La recensione su Mediterraneo

di hallorann
8 stelle

“E’ tutto sotto metafora!” esclamava Abatantuono terrunciello in SAXOFONE. Forse preannunciava MEDITERRANEO, infatti dietro le divise da soldati della seconda guerra mondiale si nascondono i trentenni cresciuti dopo il ’68 e il ’77, date storiche per quella generazione. Diciamolo subito, che piaccia o meno, che l’Oscar fosse meritato o no questo film è stato una ventata d’aria fresca nel quasi esangue panorama cinematografico italiano di venticinque anni fa. Gabriele Salvatores è stato un puntuale e talentuoso regista del teatro dell’Elfo sbarcato al cinema per scommessa, vinta con un pugno di film cult quali KAMIKAZEN (l’applicazione metropolitana di COMEDIANS), MARRAKECH EXPRESS, TURNE’ e – solo per me – PUERTO ESCONDIDO. L’epifania di un cineasta, di una magia e di un genere (la commedia) rivisitato si è conclusa con il futuribile NIRVANA. In mezzo MEDITERRANEO: esotico, grintoso, vitale, pacifista (meglio il fumo delle armi). L’isoletta in cui dal ’41 al ’44 circa restano “prigionieri” i soldati comandati dal tenente Raffaele Montini e dal sergente Nicola Lo Russo è una splendida utopia come cantavano i Nomadi scritti da Guccini. Sole, mare, polli per nemici, simil sirtaki, il Pope, Omero, omosessualità latenti, italiani una faccia una razza, opium, la puta Vassilissa, il turco nonso, il calcio, Carmelo La Rosa, lettere al vento, amori e desideri. Se accosti il naso ne avverti dell’isola il profumo. Una generazione piena di speranze (citazione di Mao sulla bocca di Lo Russo quando si rivolge al piccolo Farina chiuso in un tino) che non è riuscita a cambiare il mondo, che non glielo hanno fatto cambiare e si è tirata fuori, non mi riterrete vostro complice. Una generazione anche cazzona e pragmatica: chi vive sperando muore cagando, Nicola Lo Russo, isoletta dell’Egeo che non conta un cazzo 1941…Una vita sola non mi basta, ogni volta che vedo un tramonto mi girano i coglioni…

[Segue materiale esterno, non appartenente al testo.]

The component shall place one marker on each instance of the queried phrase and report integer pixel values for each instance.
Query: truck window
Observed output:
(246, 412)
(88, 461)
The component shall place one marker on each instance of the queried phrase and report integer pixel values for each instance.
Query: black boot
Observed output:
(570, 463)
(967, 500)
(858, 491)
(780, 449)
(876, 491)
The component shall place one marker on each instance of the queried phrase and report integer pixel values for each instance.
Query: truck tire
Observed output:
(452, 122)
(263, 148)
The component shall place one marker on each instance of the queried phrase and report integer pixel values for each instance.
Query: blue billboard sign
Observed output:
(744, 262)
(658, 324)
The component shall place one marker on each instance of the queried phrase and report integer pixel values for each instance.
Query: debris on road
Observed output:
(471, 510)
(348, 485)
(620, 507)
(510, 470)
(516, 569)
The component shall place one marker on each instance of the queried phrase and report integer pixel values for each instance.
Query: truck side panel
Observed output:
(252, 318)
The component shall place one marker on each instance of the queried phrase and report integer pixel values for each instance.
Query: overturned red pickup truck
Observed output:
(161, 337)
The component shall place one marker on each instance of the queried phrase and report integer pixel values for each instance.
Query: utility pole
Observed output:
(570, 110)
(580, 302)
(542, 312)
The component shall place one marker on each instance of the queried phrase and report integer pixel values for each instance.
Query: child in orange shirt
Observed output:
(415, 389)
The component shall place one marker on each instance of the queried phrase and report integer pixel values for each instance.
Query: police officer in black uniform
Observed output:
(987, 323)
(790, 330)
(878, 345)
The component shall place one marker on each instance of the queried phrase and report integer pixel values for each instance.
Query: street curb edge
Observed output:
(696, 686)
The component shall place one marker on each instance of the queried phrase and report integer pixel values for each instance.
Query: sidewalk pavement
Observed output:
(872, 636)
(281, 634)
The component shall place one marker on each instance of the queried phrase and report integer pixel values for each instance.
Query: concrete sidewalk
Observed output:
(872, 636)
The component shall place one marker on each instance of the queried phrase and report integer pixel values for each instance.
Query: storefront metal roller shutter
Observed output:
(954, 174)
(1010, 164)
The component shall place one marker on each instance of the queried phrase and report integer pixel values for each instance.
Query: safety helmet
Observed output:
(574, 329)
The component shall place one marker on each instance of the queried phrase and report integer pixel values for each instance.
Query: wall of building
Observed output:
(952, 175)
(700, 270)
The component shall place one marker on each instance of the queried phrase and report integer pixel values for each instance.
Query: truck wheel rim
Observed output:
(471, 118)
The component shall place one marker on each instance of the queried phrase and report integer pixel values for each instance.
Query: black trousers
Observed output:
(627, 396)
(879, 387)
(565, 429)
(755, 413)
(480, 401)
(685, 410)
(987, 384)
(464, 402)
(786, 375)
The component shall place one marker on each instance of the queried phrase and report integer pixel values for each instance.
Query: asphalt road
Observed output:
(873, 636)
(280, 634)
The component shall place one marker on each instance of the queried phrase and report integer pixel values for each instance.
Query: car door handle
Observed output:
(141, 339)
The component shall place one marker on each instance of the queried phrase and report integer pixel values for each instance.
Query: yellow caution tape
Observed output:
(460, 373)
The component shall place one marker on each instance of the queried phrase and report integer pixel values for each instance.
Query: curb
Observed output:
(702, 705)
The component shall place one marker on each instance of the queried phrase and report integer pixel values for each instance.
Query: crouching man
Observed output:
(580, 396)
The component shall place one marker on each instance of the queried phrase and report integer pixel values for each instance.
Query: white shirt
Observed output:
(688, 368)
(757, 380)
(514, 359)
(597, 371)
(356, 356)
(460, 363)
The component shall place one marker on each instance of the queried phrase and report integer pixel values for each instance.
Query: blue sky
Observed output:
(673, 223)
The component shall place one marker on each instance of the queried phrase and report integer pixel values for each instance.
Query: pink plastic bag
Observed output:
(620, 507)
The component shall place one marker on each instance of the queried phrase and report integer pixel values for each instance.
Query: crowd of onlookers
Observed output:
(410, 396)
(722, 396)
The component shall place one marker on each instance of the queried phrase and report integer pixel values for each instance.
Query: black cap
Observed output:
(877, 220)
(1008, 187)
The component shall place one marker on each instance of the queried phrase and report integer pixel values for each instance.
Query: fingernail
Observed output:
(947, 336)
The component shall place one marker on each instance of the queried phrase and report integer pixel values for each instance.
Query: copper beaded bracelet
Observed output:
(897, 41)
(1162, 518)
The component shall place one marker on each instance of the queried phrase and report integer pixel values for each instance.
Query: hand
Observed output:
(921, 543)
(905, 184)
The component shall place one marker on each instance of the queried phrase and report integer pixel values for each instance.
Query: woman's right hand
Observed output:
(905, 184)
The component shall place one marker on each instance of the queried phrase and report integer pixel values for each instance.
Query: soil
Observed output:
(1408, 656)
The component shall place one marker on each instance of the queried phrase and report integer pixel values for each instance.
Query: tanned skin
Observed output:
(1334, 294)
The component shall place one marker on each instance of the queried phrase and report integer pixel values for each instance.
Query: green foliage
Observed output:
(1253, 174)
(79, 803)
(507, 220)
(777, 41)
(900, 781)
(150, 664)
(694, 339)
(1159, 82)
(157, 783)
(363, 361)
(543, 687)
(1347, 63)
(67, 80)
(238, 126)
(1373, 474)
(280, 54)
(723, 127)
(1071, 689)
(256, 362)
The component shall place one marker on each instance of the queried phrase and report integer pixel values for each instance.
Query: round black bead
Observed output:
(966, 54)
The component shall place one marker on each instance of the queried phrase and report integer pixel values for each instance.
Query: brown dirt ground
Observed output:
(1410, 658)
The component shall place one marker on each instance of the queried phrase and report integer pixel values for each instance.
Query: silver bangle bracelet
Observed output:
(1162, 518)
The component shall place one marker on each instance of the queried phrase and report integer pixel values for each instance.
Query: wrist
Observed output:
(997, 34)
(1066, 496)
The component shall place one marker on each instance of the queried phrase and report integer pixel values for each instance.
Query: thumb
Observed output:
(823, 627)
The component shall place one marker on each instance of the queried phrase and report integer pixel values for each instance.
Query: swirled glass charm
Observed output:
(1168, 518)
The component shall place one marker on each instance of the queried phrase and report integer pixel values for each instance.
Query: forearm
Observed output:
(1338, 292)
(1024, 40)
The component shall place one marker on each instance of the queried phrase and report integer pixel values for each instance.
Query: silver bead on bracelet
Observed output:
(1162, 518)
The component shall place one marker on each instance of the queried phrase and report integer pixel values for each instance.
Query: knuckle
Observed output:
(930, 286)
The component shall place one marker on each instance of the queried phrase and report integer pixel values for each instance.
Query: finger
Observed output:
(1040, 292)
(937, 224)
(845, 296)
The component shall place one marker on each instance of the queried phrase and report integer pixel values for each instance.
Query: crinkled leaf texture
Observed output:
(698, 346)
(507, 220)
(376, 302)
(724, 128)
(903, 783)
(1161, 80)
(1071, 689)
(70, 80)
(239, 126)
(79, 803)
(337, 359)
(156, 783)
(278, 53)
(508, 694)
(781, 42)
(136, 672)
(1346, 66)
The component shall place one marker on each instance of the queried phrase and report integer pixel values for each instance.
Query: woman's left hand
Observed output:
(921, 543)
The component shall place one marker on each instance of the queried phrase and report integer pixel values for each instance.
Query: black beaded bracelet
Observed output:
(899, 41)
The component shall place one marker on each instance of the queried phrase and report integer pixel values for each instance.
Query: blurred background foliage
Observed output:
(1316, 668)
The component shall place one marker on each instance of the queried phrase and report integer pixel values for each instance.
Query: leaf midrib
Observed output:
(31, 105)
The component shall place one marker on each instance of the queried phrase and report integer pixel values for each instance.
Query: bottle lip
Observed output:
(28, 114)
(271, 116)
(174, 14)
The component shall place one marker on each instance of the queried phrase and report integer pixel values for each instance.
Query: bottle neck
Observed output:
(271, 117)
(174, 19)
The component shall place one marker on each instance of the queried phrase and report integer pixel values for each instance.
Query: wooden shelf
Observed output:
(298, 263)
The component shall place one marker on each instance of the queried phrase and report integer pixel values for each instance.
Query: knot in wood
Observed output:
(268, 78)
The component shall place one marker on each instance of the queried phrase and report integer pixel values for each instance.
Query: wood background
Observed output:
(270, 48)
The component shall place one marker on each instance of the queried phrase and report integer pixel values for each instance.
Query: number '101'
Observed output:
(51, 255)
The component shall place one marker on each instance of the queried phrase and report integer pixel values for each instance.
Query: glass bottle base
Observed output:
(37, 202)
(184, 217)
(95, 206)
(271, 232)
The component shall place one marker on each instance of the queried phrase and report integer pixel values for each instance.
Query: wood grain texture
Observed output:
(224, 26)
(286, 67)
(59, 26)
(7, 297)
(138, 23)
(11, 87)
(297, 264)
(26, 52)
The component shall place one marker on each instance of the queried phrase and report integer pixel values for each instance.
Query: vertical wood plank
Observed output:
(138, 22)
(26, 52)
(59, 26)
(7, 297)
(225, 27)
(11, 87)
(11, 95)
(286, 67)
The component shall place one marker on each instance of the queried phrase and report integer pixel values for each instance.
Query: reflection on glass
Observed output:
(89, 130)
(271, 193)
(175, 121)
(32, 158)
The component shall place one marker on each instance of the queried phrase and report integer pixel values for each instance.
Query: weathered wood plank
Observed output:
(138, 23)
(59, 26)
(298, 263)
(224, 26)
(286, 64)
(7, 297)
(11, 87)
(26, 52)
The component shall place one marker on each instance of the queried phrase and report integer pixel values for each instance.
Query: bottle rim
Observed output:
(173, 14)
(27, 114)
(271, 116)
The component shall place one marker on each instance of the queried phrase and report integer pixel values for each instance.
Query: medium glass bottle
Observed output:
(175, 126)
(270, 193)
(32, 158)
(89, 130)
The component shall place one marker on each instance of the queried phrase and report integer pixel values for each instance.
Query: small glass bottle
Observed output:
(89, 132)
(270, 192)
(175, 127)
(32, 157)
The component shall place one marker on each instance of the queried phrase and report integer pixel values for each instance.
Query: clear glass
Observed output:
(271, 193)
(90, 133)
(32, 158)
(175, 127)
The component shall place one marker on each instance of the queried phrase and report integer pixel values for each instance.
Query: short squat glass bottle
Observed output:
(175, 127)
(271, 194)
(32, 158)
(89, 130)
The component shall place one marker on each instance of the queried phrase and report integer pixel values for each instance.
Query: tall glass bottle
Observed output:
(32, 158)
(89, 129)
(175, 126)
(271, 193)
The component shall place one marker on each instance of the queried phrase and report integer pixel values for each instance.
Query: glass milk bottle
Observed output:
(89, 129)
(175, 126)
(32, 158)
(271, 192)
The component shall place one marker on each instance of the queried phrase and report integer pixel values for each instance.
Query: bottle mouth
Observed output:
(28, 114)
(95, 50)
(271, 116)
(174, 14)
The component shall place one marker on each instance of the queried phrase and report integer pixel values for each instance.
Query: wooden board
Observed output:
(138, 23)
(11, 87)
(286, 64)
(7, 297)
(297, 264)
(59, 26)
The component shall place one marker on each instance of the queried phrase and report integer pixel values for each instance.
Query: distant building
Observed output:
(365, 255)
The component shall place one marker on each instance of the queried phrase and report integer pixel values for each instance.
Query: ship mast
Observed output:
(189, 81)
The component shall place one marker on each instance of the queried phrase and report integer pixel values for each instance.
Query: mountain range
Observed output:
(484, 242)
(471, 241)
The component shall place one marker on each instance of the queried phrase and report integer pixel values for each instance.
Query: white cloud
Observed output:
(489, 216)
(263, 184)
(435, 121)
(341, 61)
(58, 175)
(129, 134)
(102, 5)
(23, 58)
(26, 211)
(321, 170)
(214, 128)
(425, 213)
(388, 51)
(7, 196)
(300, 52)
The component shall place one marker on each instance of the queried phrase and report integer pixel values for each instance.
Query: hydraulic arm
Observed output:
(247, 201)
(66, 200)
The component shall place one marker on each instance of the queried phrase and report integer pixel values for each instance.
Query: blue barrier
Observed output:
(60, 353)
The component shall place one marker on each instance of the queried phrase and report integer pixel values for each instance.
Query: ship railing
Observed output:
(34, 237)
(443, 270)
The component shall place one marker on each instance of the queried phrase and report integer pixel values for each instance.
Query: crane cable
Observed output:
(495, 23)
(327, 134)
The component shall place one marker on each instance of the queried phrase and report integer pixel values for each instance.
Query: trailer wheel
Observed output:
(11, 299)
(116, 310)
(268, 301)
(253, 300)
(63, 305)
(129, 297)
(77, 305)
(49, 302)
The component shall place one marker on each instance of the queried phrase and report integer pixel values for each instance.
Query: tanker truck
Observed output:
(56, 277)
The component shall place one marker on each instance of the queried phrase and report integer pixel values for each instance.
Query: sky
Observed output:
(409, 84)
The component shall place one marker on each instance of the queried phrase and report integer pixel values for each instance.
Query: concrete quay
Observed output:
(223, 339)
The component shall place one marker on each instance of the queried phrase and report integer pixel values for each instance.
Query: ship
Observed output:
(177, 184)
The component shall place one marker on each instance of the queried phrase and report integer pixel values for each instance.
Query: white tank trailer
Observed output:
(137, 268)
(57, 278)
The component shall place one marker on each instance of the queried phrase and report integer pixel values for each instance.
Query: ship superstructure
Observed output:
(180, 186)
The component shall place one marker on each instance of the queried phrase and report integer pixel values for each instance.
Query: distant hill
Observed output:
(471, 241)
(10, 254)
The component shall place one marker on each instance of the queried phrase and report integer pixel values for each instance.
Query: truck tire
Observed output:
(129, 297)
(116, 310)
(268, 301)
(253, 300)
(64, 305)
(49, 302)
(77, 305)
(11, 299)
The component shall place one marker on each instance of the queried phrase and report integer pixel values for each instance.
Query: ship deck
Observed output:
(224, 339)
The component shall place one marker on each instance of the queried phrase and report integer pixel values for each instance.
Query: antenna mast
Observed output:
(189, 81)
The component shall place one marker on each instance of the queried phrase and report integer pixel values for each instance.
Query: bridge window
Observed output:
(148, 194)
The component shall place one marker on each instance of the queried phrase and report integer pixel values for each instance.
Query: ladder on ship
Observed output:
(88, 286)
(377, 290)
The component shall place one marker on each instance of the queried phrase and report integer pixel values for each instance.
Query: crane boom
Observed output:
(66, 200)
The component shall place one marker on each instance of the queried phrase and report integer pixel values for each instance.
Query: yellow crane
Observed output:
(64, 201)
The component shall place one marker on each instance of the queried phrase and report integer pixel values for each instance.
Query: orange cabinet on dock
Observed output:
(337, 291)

L’originalità di Salvatores – che ricordiamolo non è un autore puro, ma una sorta di sciamano buono e generoso, ottimo direttore di amici e attori – sta nel non somigliarsi a nessun altro. La chimica e l’alchimia creata con una compagnia di professionisti, quasi tutti formatisi a teatro o plasmati dalla sua filosofia spicciola ma concreta, è stata unica e irripetibile. All’ombra dei suoi inni all’amicizia vera, di una generazione vagabonda e disillusa ma migliore della nostra perché non ancora corrotta dalla tivù ci sono stati Enzo Monteleone, Carlo Mazzacurati, Umberto Contarello, Francesca Marciano e persino Fabrizio Bentivoglio. Oggi ha lo stesso entusiasmo di sperimentare, purtroppo per lui sono cambiati i tempi e i temi. Si è giovani solo una volta. In MEDITERRANEO, piccola produzione di Gianni Minervini gonfiata dall’allora major italiana Penta, ci sono fior di attori divenuti grandi per alcune stagioni, rimasti comunque dei buoni interpreti o caratteristi: Abatantuono, Alberti, Bisio, Catania, Cederna. Musiche di due parvenu di colonne sonore per cinema Giancarlo Bigazzi e Marco Falagiani: belle ed evocative, ancora sopportabili nella versione tastieristica moderna del finale quarant’anni dopo con i tre protagonisti invecchiati. Pur non essendo un capolavoro o il capolavoro di Salvatores, questa commedia piace sempre e fa venire in mente una frase di Ibsen: cercare la felicità in questa vita, ecco il vero spirito di rivolta.